The remedy, the court hold in Dalton v. State is by contest before the branch of the general assembly for which the party is a candidate.

In the case of State ex rel. v. McGregor, 44 Ohio St., 628, above referred to, the court held that the clerk of the court of common pleas and the justices called to his assistance to abstract the votes of an annua! election, cannot be required by a mandamus to abstract votes cast for a person for an office, unless the same is required to be filled by the electors at such election." And this for one simple reason, "that it would not help the relator."

The writ will not issue upon the information of a private citizen to secure the enforcement of a purely public duty. State ex rel. v. Murphy, 2 Circ. Dec., 190.

The rule is well stated in State ex rel. v. Bickman, 2 Circ. Dec., 526. To entitle the relator to the writ, he must plead issuably all the facts necessary to show dereliction on the part of the officer against whom the writ is prayed; he must also show by proper averments that facts which would justify the omission complained of do not exist; that the relator has a clear right to the performance of the act which he asks the court to order; that he will be prejudiced by its non-performance, and that he has no other adequate remedy.

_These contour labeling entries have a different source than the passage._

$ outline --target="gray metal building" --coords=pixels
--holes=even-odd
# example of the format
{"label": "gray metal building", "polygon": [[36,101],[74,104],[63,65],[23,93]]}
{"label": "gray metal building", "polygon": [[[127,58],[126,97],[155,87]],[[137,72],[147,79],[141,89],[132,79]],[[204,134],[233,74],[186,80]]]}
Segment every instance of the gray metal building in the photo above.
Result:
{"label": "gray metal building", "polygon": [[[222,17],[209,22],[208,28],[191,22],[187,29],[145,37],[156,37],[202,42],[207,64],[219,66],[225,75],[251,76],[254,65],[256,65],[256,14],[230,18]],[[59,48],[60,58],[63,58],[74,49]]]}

The writ at common law, was a high prerogative writ, usually issuing out of the highest court of general jurisdiction, directing a person, corporation or inferior court to do some particular thing therein specified, and which pertained to their office or trust. 3 Blackstone's Com., 110; 4 Bacon's Abr., 495.

It is the absence of a specific legal remedy which gives the court jurisdiction. 2 Sel. N. P. under title of Mandamus; Com. ex rel. v. Supervisors, etc., 29 Penn. St., 121; Same v. Com. Council, etc., 34 Penn. St., 496.

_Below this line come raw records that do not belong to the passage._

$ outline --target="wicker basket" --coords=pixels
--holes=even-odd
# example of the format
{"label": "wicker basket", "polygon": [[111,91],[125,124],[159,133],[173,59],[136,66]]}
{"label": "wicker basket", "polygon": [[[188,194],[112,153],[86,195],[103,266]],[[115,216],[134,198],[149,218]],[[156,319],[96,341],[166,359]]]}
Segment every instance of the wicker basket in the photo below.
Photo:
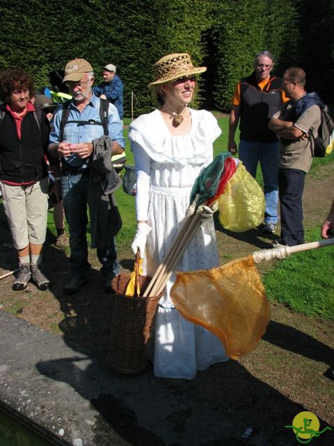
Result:
{"label": "wicker basket", "polygon": [[[145,369],[155,312],[164,293],[147,298],[125,295],[130,275],[120,274],[111,282],[115,306],[106,362],[111,369],[122,374],[137,374]],[[148,276],[137,276],[141,294],[150,279]]]}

But the party must have a perfect legal right. 27 Mo., 225; 11 Ind., 205; 20 I11., 525; 25 Barb., 73; Bouvier's Law Dic., 142.

The rule as stated in Com. ex rel. v. The Select and Common Council, etc., 34 Penn. St., 496, is that if there be a clear legal right in the relator, a corresponding duty in the defendant and a want of any other adequate and specific remedy, a writ of mandamus will lie.

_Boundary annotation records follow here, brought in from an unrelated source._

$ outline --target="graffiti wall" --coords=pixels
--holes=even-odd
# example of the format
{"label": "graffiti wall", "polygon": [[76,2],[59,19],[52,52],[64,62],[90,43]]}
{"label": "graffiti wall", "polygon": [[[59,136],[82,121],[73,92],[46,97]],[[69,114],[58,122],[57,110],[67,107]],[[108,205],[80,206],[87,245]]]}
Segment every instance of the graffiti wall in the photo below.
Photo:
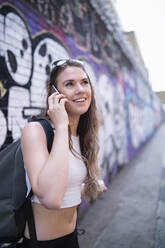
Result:
{"label": "graffiti wall", "polygon": [[81,58],[102,114],[99,164],[115,175],[162,120],[159,100],[90,1],[0,0],[0,148],[46,106],[54,60]]}

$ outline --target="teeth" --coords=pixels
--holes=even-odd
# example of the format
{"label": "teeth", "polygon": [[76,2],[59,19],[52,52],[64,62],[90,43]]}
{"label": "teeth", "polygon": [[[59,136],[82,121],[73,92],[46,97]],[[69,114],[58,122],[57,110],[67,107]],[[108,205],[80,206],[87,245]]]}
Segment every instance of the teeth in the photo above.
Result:
{"label": "teeth", "polygon": [[85,101],[85,98],[80,98],[80,99],[75,100],[75,102],[84,102],[84,101]]}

Applying the foregoing principles to the case of the relator, as stated in his petition, is he entitled to the writ?

It seems to me, clearly he is not. The "remedy"-if it may be called a remedy-sought is somewhat novel and singular. He asks that the defendant be required to reject all the abstracts which have been made and signed by the deputy supervisors, and his petition shows that these are the only abstracts which have been transmitted to the secretary of state, and then he asks that they make a legal canvass of the vote of the state.

In what manner they are to make a legal canvass, or any other canvass, if the returns, and the only returns in their possession, are thrown out, is not explained.

A command of this kind would certainly be a vain and meaningless thing. It would in effect be a command to reject the returns they have, and-do nothing.